If you’re thinking about selling your home, we’ve made a list of the seven most commonly used real estate terms. Understanding these key real estate terms for sellers to know will help to ensure selling your home is as straightforward as possible.
“Closing costs” is one of the most dreaded real estate terms in the sales process. Put simply, closing costs are the expenses that sellers and buyers face on closing day. For sellers, closing costs include fees such as title insurance, taxes, real estate commission, loan pre-payment penalties (if applicable), and any other related settlement costs. As a seller, you should expect your closing costs to range anywhere from 8% to 10%. Additionally, it’s important to note that sellers’ closing costs can vary widely, depending on whether you offer seller concessions and use a real estate agent.
The decision of whether to sell your home is often heavily dependent on the amount of equity you have. Ideally, when you decide to list your home, you should have enough equity to cover your closing costs and put a down payment on a new home. Subtracting any outstanding loan or liens on your home from its market value will give you your equity amount.
A purchase contingency is a condition that must be met before a home can close. Most purchase contingencies rely on the home or the buyer meeting certain situations. For example, if the buyer adds an appraisal contingency into the contract, your home must appraise for the price stated; otherwise, the buyer can walk away from the deal. Generally, offers with fewer contingencies are cleaner and more likely to close, as there aren’t as many hurdles to overcome to close.
Cash offers are self-explanatory — the buyer is willing to pay cash for your house. Many real estate investors pay cash for homes as it makes their offer more competitive. When paying in cash, the buyer is typically able to close faster because they don’t have to wait on a lender to approve the purchase.
A conventional loan is the most common type of home loan and is not backed by a government agency. Buyers who secure conventional loans tend to have more funds to close or a good credit score. It is important to determine how the buyer is financing their purchase when considering offers on your property.
FHA loans are a type of loan that is insured by the federal government. With an FHA loan, the government guarantees that the lenders won’t incur any losses should the borrower default on their loan repayments. FHA loans have other benefits for borrowers, like requiring a lower down payment and lower credit score. However, it’s important for sellers to know that FHA loans have minimum property standards to protect lenders. Areas of the home, such as the roof, electrical system, water heater, and property access, must be safe and livable.
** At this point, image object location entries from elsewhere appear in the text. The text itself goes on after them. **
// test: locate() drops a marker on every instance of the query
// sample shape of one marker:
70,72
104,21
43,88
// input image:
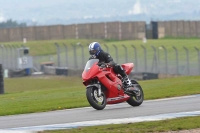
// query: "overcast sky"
41,10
With technology making it easier than ever before to sell you home, iBuyer’s have started to change the real estate landscape. An iBuyer is a company that offers to buy your home as-is, quickly, and for cash. Many sellers find iBuyer companies attractive because they remove the burden of marketing your home and finding a buyer. In addition, iBuyers are often able to close in as little as a few weeks, making them a great option if you need a speedy sale.